System.exit ist bei WebApps verboten!


----------



## The_S (6. Apr 2009)

System.exit im Servlet? Du weißt, dass ein Servlet keine normale Applikation ist!? Was macht denn dein Servlet, dass man es "beenden" könnte? Du könntest mit dem return-Statement vorzeitig eine Methode wieder verlassen.


----------



## carpe (6. Apr 2009)

asdd


----------



## The_S (6. Apr 2009)

carpe hat gesagt.:


> asdd



Achso, jetzt ist alles klar


----------



## ARadauer (6. Apr 2009)

was passiert eigentlich bei System.exit(); ? Beendet man den Servlet Container? zb Tomkatze?


----------



## maki (6. Apr 2009)

ARadauer hat gesagt.:


> was passiert eigentlich bei System.exit(); ? Beendet man den Servlet Container? zb Tomkatze?


Wenn die Policy es erlaubt schon, deswegen ist es meist verboten auf irgendetwas das nach Server aussieht.

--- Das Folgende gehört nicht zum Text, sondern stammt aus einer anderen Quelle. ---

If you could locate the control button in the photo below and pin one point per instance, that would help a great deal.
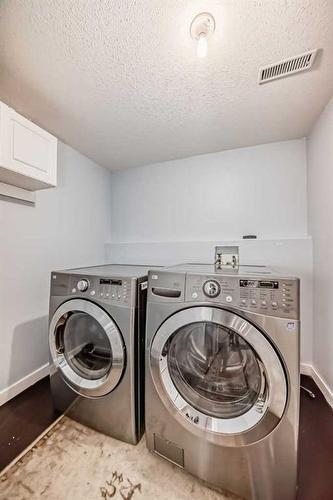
(211, 289)
(82, 285)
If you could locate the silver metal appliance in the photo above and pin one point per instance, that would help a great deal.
(96, 339)
(222, 376)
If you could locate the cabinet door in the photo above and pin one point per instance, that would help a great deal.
(28, 153)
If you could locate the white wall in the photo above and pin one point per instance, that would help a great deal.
(260, 190)
(179, 210)
(320, 196)
(68, 227)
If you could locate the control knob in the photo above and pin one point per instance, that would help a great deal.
(211, 288)
(82, 285)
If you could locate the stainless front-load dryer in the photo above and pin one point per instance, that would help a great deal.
(96, 339)
(222, 377)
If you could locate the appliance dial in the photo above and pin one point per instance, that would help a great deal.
(211, 289)
(82, 285)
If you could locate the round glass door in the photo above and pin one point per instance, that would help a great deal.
(87, 347)
(216, 372)
(214, 369)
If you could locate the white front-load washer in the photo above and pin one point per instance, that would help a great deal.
(96, 340)
(222, 376)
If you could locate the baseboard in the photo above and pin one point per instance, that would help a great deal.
(307, 369)
(22, 384)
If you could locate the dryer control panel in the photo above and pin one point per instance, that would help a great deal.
(271, 296)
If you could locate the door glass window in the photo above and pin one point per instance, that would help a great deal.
(214, 369)
(85, 345)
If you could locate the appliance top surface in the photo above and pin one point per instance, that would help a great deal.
(111, 270)
(197, 268)
(244, 270)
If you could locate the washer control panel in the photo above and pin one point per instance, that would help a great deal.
(211, 288)
(269, 296)
(119, 291)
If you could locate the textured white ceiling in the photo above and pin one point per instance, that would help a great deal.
(119, 80)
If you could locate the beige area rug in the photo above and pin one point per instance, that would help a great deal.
(74, 462)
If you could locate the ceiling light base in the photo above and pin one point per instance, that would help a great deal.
(202, 25)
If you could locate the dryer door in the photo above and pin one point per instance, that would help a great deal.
(218, 373)
(87, 347)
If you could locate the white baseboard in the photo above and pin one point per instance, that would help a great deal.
(307, 369)
(22, 384)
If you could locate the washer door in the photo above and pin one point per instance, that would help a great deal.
(87, 347)
(219, 374)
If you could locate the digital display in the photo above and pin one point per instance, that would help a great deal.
(110, 282)
(259, 284)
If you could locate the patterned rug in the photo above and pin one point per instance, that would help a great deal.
(72, 461)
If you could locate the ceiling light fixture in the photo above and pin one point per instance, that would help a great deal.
(202, 26)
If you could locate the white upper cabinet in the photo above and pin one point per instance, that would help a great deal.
(28, 154)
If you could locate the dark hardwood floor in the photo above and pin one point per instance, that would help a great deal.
(315, 458)
(23, 418)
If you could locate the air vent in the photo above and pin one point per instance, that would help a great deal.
(287, 67)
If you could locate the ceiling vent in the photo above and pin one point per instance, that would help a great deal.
(287, 67)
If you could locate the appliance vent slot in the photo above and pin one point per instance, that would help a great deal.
(287, 67)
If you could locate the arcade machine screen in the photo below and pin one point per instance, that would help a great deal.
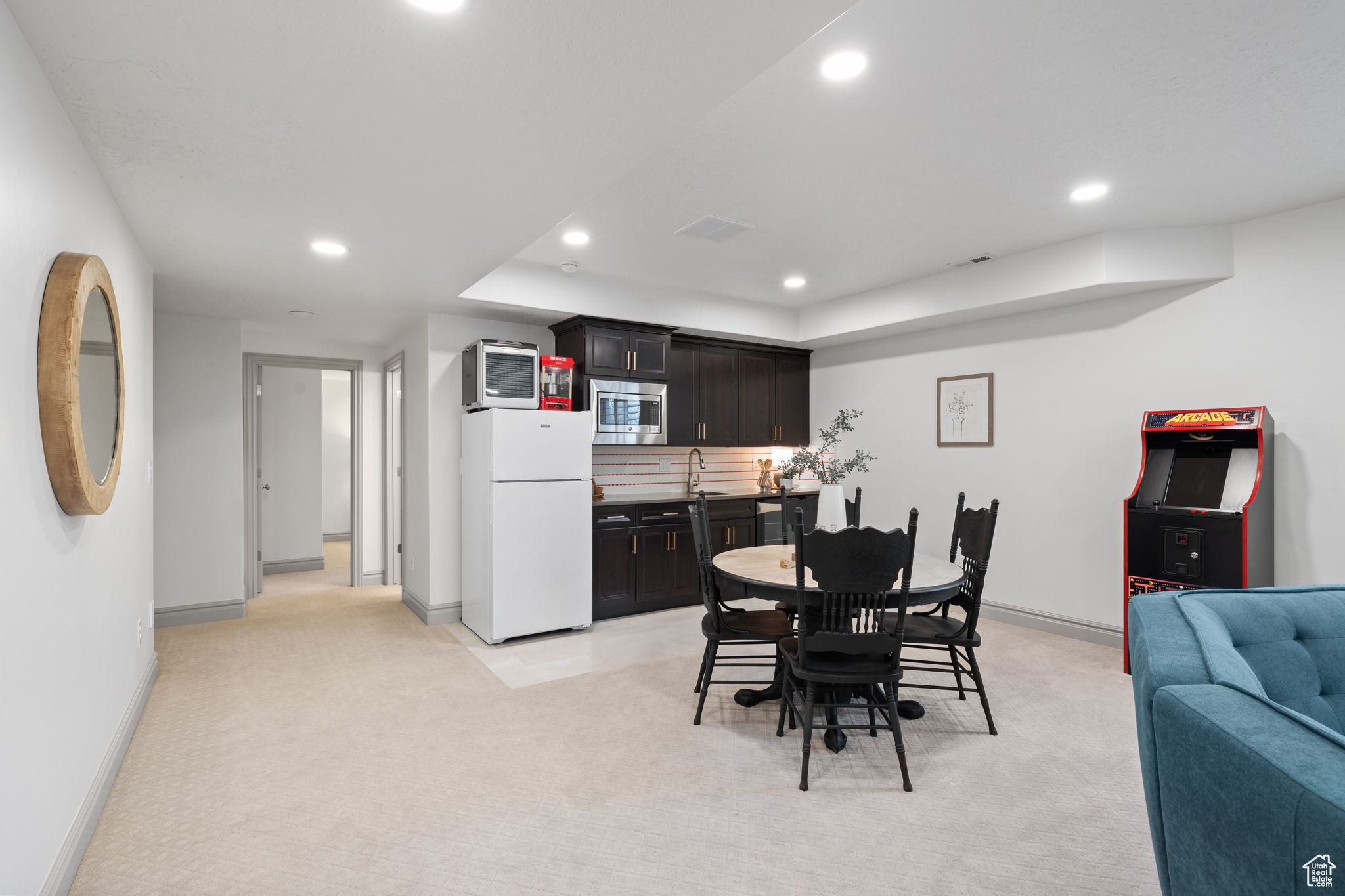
(1197, 477)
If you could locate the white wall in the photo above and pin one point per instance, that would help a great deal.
(74, 586)
(257, 339)
(1071, 386)
(291, 464)
(337, 452)
(198, 475)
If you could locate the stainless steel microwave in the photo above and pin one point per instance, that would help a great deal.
(628, 413)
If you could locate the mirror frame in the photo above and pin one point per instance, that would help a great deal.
(64, 304)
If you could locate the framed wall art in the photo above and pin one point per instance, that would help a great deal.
(966, 410)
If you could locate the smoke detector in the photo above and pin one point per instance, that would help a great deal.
(713, 228)
(974, 259)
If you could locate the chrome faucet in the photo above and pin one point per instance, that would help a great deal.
(693, 480)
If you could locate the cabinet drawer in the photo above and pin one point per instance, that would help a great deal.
(732, 509)
(663, 513)
(612, 517)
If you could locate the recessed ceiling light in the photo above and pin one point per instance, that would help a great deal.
(439, 6)
(844, 65)
(1091, 191)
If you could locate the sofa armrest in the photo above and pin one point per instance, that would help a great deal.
(1248, 793)
(1162, 652)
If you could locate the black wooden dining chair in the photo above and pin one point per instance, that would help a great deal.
(973, 534)
(849, 640)
(722, 624)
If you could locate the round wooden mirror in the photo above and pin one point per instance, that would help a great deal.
(79, 383)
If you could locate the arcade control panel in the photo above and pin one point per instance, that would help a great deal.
(1201, 515)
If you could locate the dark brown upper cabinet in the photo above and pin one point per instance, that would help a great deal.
(772, 398)
(703, 395)
(612, 350)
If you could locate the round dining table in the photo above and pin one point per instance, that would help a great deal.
(759, 572)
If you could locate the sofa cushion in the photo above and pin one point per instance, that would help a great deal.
(1289, 649)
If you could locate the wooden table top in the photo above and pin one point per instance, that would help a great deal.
(763, 565)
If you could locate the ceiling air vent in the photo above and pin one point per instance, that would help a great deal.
(715, 228)
(974, 259)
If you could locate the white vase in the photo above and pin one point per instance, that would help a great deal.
(830, 507)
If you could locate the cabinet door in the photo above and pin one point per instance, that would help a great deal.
(791, 400)
(613, 568)
(608, 352)
(654, 561)
(757, 399)
(717, 395)
(649, 355)
(741, 534)
(667, 568)
(681, 406)
(684, 571)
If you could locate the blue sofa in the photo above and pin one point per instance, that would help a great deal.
(1241, 711)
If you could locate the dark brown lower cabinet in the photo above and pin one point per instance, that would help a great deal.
(731, 535)
(653, 567)
(666, 566)
(613, 571)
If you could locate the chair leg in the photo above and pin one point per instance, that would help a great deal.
(807, 734)
(896, 738)
(981, 689)
(957, 671)
(712, 648)
(699, 676)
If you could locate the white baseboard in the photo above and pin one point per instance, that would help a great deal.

System.exit beendet die komplette VM.


----------



## Ebenius (6. Apr 2009)

Nur aus Neugier: Es gab doch irgendeinen EE Server der per ClassLoader den Binärcode der geladenen Klassen modifiziert hat, wenn ein System/Runtime.exit()-Call drin auftauchte... Oder hab ich mir das eingebildet?

Ebenius


----------



## maki (6. Apr 2009)

Ebenius hat gesagt.:


> Nur aus Neugier: Es gab doch irgendeinen EE Server der per ClassLoader den Binärcode der geladenen Klassen modifiziert hat, wenn ein System/Runtime.exit()-Call drin auftauchte... Oder hab ich mir das eingebildet?


k.A., ehrlich gesagt kenne ich nur die Variante mit der Policy.


----------